ADC

Enhancing Clickstream analytics in AWS using NetScaler

Customers are increasingly accessing the company products through various applications such as Mobile apps, SaaS apps and so on. Therefore, applications can become a landmine of customer experience data. To track customer behavior online, customer-centric companies form data-driven profiles for each of their customers using this customer behavior data.
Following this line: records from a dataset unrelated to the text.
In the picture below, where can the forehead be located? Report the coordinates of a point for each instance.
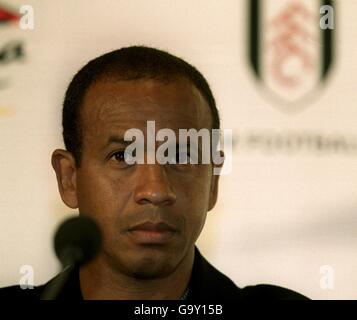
(114, 106)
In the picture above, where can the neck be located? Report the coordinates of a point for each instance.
(98, 281)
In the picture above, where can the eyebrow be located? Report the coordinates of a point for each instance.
(117, 140)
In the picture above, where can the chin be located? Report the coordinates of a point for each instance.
(151, 268)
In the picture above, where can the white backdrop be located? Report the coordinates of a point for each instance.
(286, 210)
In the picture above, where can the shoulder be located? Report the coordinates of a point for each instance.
(270, 292)
(208, 283)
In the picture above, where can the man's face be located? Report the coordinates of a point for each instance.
(120, 196)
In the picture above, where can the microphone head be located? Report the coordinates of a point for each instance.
(77, 241)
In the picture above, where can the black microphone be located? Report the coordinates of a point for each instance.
(76, 242)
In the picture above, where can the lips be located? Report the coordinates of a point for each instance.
(152, 233)
(150, 226)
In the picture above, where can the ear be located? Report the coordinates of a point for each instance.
(64, 165)
(214, 181)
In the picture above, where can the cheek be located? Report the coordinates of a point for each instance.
(99, 195)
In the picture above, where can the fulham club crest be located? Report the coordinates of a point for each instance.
(291, 48)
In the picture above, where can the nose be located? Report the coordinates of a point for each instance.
(153, 186)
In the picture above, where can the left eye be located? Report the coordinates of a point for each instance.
(123, 156)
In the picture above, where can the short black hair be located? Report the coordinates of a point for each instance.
(129, 63)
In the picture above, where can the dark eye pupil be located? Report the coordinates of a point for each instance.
(119, 155)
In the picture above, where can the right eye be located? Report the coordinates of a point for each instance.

A clickstream is a sequence or stream of events that represent user actions (clicks) on a website or a mobile application. However, the scope of clickstream extends beyond clicks. It includes product searches, impressions, purchases, and any such events that might be of relevance to the business. Mere collecting and storing the customer experience data is not of much value. There is a need to distribute the highly complex data seamlessly to the right vendors at the right time. Businesses can derive value from the data and quickly take conscious decisions to improve upon their strategies. Therefore companies increasingly use clickstream analytics to glean insights into the customer experience journey of the apps.

This document provides you a good understanding on why Clickstream data is of utmost importance, how it is collected, stored, distributed, and transformed into meaningful and actionable analytics.

NetScaler integrates with NetScaler Console, and adds value to AWS services such as Amazon Kinesis Data Firehose to equip businesses with the best-in-class analytics solution that revolves around user’s Clickstreams.

This NetScaler solution helps you to solve complex business issues efficiently and with extreme simplicity. NetScaler and AWS Kinesis help to capture the issues with the poorly designed workflow. NetScaler Console helps to capture web app and network performance related issues by applying relevant filters. Conjunction of NetScaler with NetScaler Console and AWS Kinesis helps you to manage and analyze the huge influx of clickstream data in each phase. This solution is highly available, scalable, robust, and ensures the delivery is continuous and secure. Thus, you can derive actionable insights.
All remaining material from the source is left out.